Не успев остыть от первой удачи, самодовольный Гукин тут же подбрасывал второе задание:

— Алло, медчасть? Валя? Ты уж извини, опять тебя приходиться беспокоить. Я тут со своим человеком беседую из камеры девять, семь. Там есть такой Жуйкин, а у него, оказывается, член огромных размеров. То ли такой на самом деле, то ли опух. Вся камера в шоке, кипишует, требует либо лечить его, либо убрать в другую «хату». А у меня никаких резервов, сама знаешь, все камеры переполнены. Глянь, пожалуйста, что там за исполин такой объявился.

И Валентина опять безропотно, с той же улыбкой, игриво покачивая бедрами, торопилась к очередному члену. Она любовалась ими, трогала, сжимала, растягивала, балдея от их быстрой реакции к затвердению и эрекции. Но и страдала при этом от невозможности реализовать и даже попробовать такое обилие мужской силы в количестве почти двух тысяч невостребованных единиц. Это было неосуществимо чисто технически, ибо рядом всегда находился контролер, а то и целых два с собакой, в зависимости от склонностей заключенного к утехам типа побега либо захвата заложников.

Озабоченные узники тоже настойчиво искали возможности встретиться с чувственным «доктором». Напрочь лишенные женских ласк, сходили с ума от одного прикосновения теплой мягкой ручки, на которую никогда не надевалась резиновая перчатка.

* * *

Так насыщенно и незаметно пробежали для Валентины два года работы в тюремной медчасти. За это время она многому научилась, многое уразумела, на многое решилась. Познавая уголовный мир, глубже проникала и в себя, в потайные и порочные уголки ненасытных, грешных побуждений, теряя остатки сдержанности и стыда.

Переспав буквально со всеми жаждущими ее офицерами и доброй половиной личного состава корпусных и контролеров, решилась на то, к чему испытывала неподвластное влечение, следуя древней тропой к непостижимой заманчивости и сладости запретного плода. Но теперь ее манил не только голый секс, а деловая сделка, сочетающая удовольствие с выгодой.

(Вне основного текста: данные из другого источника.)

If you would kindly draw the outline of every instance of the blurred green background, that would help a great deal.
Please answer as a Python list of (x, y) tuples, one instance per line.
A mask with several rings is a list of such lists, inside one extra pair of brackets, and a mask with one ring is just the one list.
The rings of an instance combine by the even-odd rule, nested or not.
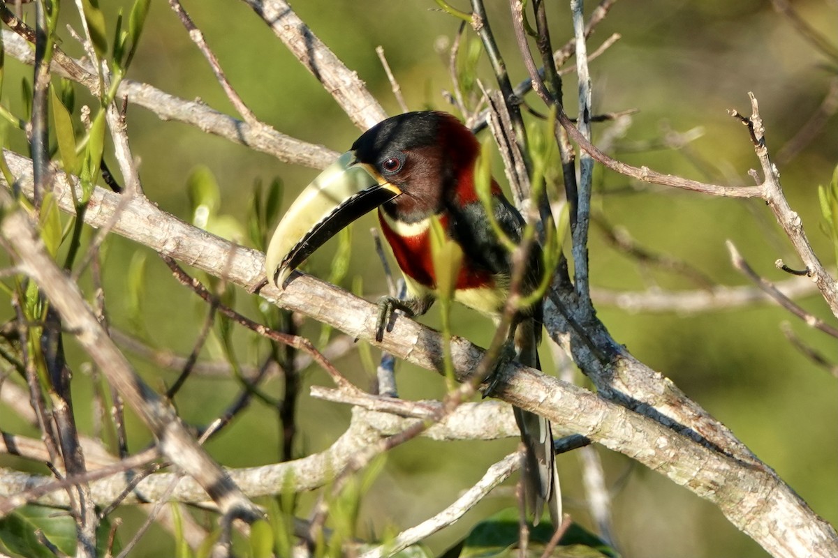
[[(461, 3), (465, 8), (465, 3)], [(509, 8), (504, 3), (497, 3), (489, 11), (490, 22), (513, 81), (517, 82), (525, 71), (515, 55)], [(570, 37), (566, 3), (550, 6), (555, 46)], [(351, 145), (360, 131), (243, 3), (184, 0), (184, 4), (204, 31), (230, 83), (260, 119), (283, 133), (336, 151)], [(109, 22), (113, 21), (119, 6), (130, 8), (130, 3), (103, 3)], [(795, 2), (794, 6), (809, 24), (836, 40), (838, 5), (834, 0)], [(78, 27), (70, 8), (64, 8), (68, 23)], [(294, 8), (358, 72), (390, 114), (396, 114), (399, 109), (375, 53), (377, 45), (384, 47), (411, 110), (447, 108), (441, 91), (451, 89), (447, 49), (458, 23), (437, 10), (431, 0), (310, 0), (297, 3)], [(592, 8), (588, 6), (587, 11)], [(634, 165), (706, 182), (753, 183), (747, 172), (758, 167), (758, 161), (746, 129), (727, 112), (737, 109), (749, 114), (748, 91), (759, 100), (768, 146), (776, 153), (820, 104), (835, 74), (834, 66), (829, 67), (826, 59), (767, 1), (618, 2), (597, 28), (589, 51), (614, 33), (622, 38), (592, 62), (591, 72), (595, 112), (639, 110), (618, 141), (617, 156)], [(474, 38), (470, 33), (467, 37), (469, 41)], [(63, 48), (75, 55), (80, 54), (69, 38)], [(19, 75), (31, 70), (12, 61), (7, 64), (3, 96), (13, 107), (19, 95), (8, 91), (13, 90)], [(484, 81), (492, 83), (484, 59), (480, 70)], [(164, 3), (153, 3), (128, 77), (185, 99), (200, 98), (211, 107), (235, 114), (205, 60)], [(566, 76), (565, 100), (572, 115), (576, 112), (576, 87), (574, 76)], [(85, 98), (80, 90), (77, 95)], [(530, 102), (538, 106), (535, 97)], [(595, 137), (611, 125), (596, 125)], [(660, 146), (670, 131), (685, 132), (699, 127), (701, 137), (684, 149)], [(286, 185), (287, 203), (316, 174), (315, 170), (277, 162), (190, 126), (162, 121), (140, 107), (129, 107), (128, 131), (134, 154), (141, 161), (146, 193), (162, 208), (187, 220), (190, 210), (186, 183), (199, 166), (207, 167), (220, 187), (221, 212), (242, 222), (255, 180), (269, 182), (280, 177)], [(12, 137), (13, 144), (20, 141), (20, 137)], [(114, 166), (112, 157), (106, 155), (106, 158)], [(799, 154), (779, 163), (789, 202), (803, 218), (821, 258), (830, 265), (834, 252), (821, 232), (817, 187), (829, 182), (836, 162), (838, 126), (832, 118)], [(791, 267), (799, 266), (772, 214), (758, 201), (715, 199), (638, 186), (601, 169), (597, 172), (596, 188), (594, 207), (609, 223), (624, 228), (645, 248), (686, 262), (719, 284), (746, 283), (729, 263), (726, 239), (732, 240), (768, 279), (788, 278), (774, 268), (778, 258)], [(372, 218), (367, 218), (355, 226), (356, 249), (344, 281), (344, 286), (351, 288), (354, 278), (360, 276), (364, 294), (370, 299), (385, 288), (377, 260), (370, 255), (371, 240), (366, 231), (373, 224)], [(110, 319), (115, 327), (130, 330), (126, 274), (134, 253), (144, 248), (114, 238), (109, 250), (104, 274)], [(325, 247), (311, 259), (308, 271), (328, 276), (333, 253), (334, 245)], [(665, 270), (639, 266), (613, 248), (596, 228), (590, 255), (592, 282), (599, 287), (616, 290), (697, 288)], [(151, 253), (146, 283), (143, 320), (150, 342), (161, 349), (187, 354), (205, 308), (178, 285)], [(241, 310), (255, 315), (253, 299), (243, 292), (238, 299)], [(815, 315), (834, 322), (817, 295), (800, 303)], [(784, 336), (780, 324), (790, 322), (791, 329), (805, 342), (838, 359), (835, 340), (768, 305), (685, 315), (627, 313), (603, 305), (597, 308), (618, 341), (670, 377), (730, 427), (818, 514), (833, 524), (838, 522), (838, 380), (795, 350)], [(438, 316), (432, 312), (423, 320), (437, 325)], [(465, 310), (457, 311), (453, 320), (455, 333), (478, 343), (487, 342), (491, 330), (488, 321), (475, 319)], [(308, 324), (303, 332), (317, 339), (319, 329)], [(241, 336), (239, 355), (252, 364), (257, 352), (264, 354), (264, 346), (257, 349), (246, 337)], [(215, 356), (210, 350), (205, 352), (206, 358)], [(377, 351), (373, 353), (377, 358)], [(78, 369), (84, 356), (77, 354), (77, 359)], [(171, 384), (176, 377), (175, 371), (161, 370), (141, 358), (133, 361), (153, 386)], [(335, 364), (360, 386), (370, 385), (370, 371), (365, 370), (356, 353)], [(344, 431), (349, 419), (348, 408), (308, 397), (308, 386), (329, 384), (325, 374), (311, 368), (304, 372), (303, 380), (298, 455), (327, 447)], [(444, 381), (439, 376), (409, 366), (400, 365), (398, 380), (404, 397), (439, 397), (444, 392)], [(76, 384), (78, 403), (90, 396), (90, 379), (77, 374)], [(279, 394), (282, 388), (274, 381), (266, 389)], [(190, 379), (177, 399), (178, 410), (191, 423), (206, 423), (229, 404), (236, 391), (230, 380)], [(85, 411), (80, 415), (82, 423), (91, 420)], [(5, 409), (0, 409), (0, 416), (4, 417), (0, 420), (3, 429), (34, 433), (16, 425)], [(280, 427), (275, 412), (254, 403), (209, 448), (230, 467), (275, 462)], [(147, 434), (141, 427), (132, 428), (132, 448), (141, 448), (147, 442)], [(504, 440), (442, 444), (420, 439), (398, 448), (364, 499), (360, 534), (380, 535), (426, 519), (447, 505), (454, 494), (477, 480), (488, 465), (516, 443)], [(613, 489), (615, 538), (623, 555), (765, 555), (714, 506), (622, 455), (598, 451)], [(0, 459), (0, 464), (9, 463), (27, 467)], [(577, 456), (561, 456), (559, 466), (566, 511), (592, 528), (583, 504)], [(429, 545), (436, 550), (444, 549), (481, 518), (510, 505), (511, 498), (510, 490), (490, 497), (454, 527), (433, 536), (427, 541)], [(310, 498), (304, 499), (303, 504), (309, 501)], [(132, 513), (127, 515), (129, 520), (137, 519)], [(155, 555), (171, 548), (168, 535), (147, 537), (146, 546), (136, 555)]]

И Пучковская незамедлительно начала действовать по заранее продуманному и взвешенному плану, все настойчивее теребить своего стареющего шефа просьбами о присвоении специального звания.

— Сергей Иванович, Сереженька, пойми, ну как я проживу на свою зарплату? Ты уйдешь в отставку, и меня сразу, как кошку, за борт выбросят. И некому будет даже заступиться. А если будет звание, пойдет выслуга… Тут и бабки, и паек, и льготы всякие. Со мной хоть как-то считаться будут…

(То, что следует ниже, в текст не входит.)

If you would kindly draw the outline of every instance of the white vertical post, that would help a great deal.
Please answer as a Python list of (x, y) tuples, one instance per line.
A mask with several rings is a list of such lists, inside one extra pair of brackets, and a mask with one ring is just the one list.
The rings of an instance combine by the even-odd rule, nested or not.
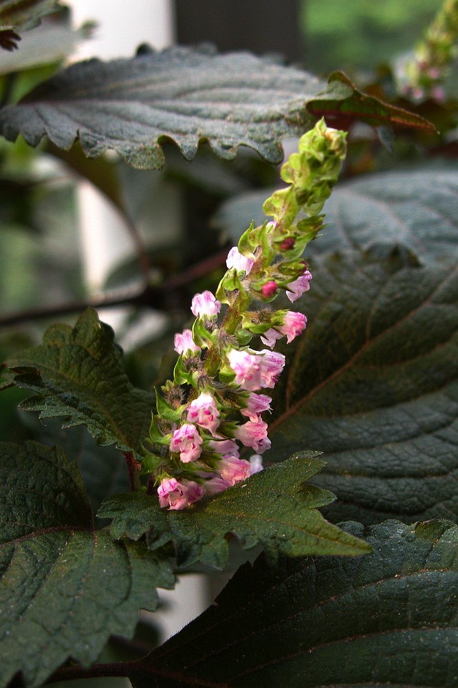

Власюк не мог устоять, поскольку такие разговоры Валентина заводила до того, как позволяла ему побаловаться своим телом. Жеманилась и капризничала, доводя дряхлого любовника до белого каления.

— Так ты мне отказываешь?! — негодуя, шипел полковник, хватая ртом воздух, как рыба, выброшенная на берег.

— Да нет, — мягко отстраняла и тут же падала ему на грудь, — ты мой единственный, до гроба, на всю оставшуюся жизнь. Только помоги…

И Сергей Иванович подчинился. Используя все связи, выхлопотал ей на свою погибель все то, что она просила.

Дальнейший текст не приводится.